Hearing Ahava Leibtag and Aaron Watkins talk about Johns Hopkins and how they test content.
Challenge of working on a major academic medical center’s website: Lots and lots of cooks in the kitchen. Branding is difficult to maintain because content creation is widely distributed. Have to balance the interests of users [patients], doctors and executives.
Wow, here’s the first challenge: Had a 6-page website promoting a weight loss program that offered medical support for people who wanted to lose 20-30 pounds, and also a $4000 procedure that insurance wouldn’t cover.
Competing visions of the site:
- One person wanted 60-page, research-heavy site.
- One person wanted to answer patient questions.

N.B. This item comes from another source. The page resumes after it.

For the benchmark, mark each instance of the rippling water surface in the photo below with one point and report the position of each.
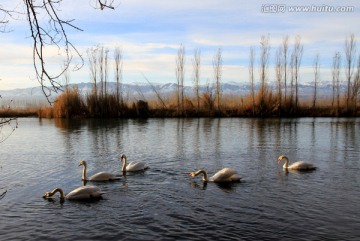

- One person wanted to promote services and show ROI.
How do you meet all these needs?
Created a competitive landscape analysis: Discovered no competitors had research-heavy sites, but instead were all consumer-friendly. So they answered that challenge.
Defined the audience: Obese people with complicating disease, obese people with disease influencing obesity, potential patients for weight-loss program.
Can users find, read, understand, act and share your content? [See the link for an expanded discussion on this metric at CMI.]
How do you know the content is effective? How do you know it meets your users’ needs? Do not assume you know the answer. You must test your content.
User Testing
They showed a bunch of user testing videos. If you don’t do user testing, man, you are missing out. People will tell you, they don’t read. They want to come to your website and magically get the answers. And the best part: They did unmoderated user testing about got great results, but realized the people were reviewing the site once they saw the questions.
In their tests, video decreased comprehension of the message. In the health care realm, they think that video is a poor way to transmit facts. Instead, they recommend using video to make an emotional connection, explain visually how a procedure works, or reinforce the brand. Use video for 1 message at a time. Make it simple. Complex topics need written content so people can review it later.
Really wish every visual designer I know could see the real users in these Johns Hopkins usability tests, one after another, saying, the text is too small.